Qwen3-30B-A3B Local AI Guide: 196 tok/s on One RTX 4090, and What MoE Means for Your GPU
The number that makes people assume they’ve misread something: an RTX 4090 running Qwen3-30B-A3B at up to 196 tokens per second. A 7B dense model on the same GPU benchmarks at around 135 tok/s. A dense 30B model wouldn’t even fit in 24GB VRAM at Q4 without extreme quantization. How does a 30B model go faster than a 7B? That’s the MoE architecture at work.

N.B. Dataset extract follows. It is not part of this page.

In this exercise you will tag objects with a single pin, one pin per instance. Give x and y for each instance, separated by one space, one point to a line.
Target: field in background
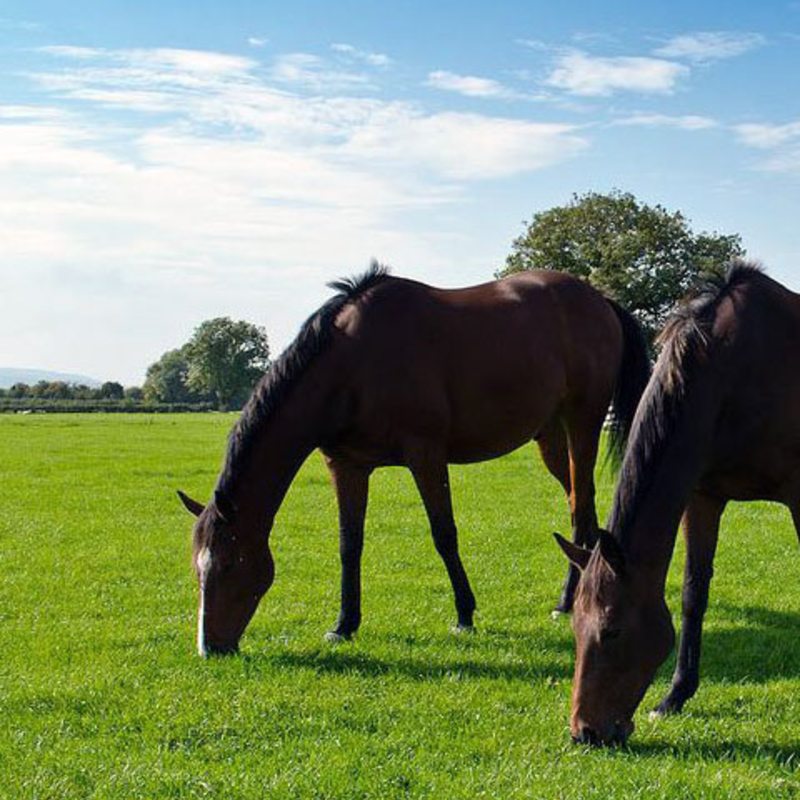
101 694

What’s happening is a Mixture-of-Experts (MoE) architecture that fundamentally changes how local inference scales — and unless you understand it, you’ll either write off this model as “too big for consumer hardware” or reach for it when the dense 32B is actually the smarter choice. This is the practical guide: how the architecture works, what VRAM you need, real tok/s numbers across GPU tiers, and exactly how to run it.
What “30B-A3B” Means, and Why Your Bandwidth Math Is Wrong
For dense LLMs, the bandwidth rule is simple: each token generated requires reading every parameter in the model from VRAM. A 30B dense model at Q4 needs to move roughly 15 GB of data through the GPU’s memory bus per token. That’s why a 30B model runs at roughly one-fifth the speed of a 7B on the same GPU.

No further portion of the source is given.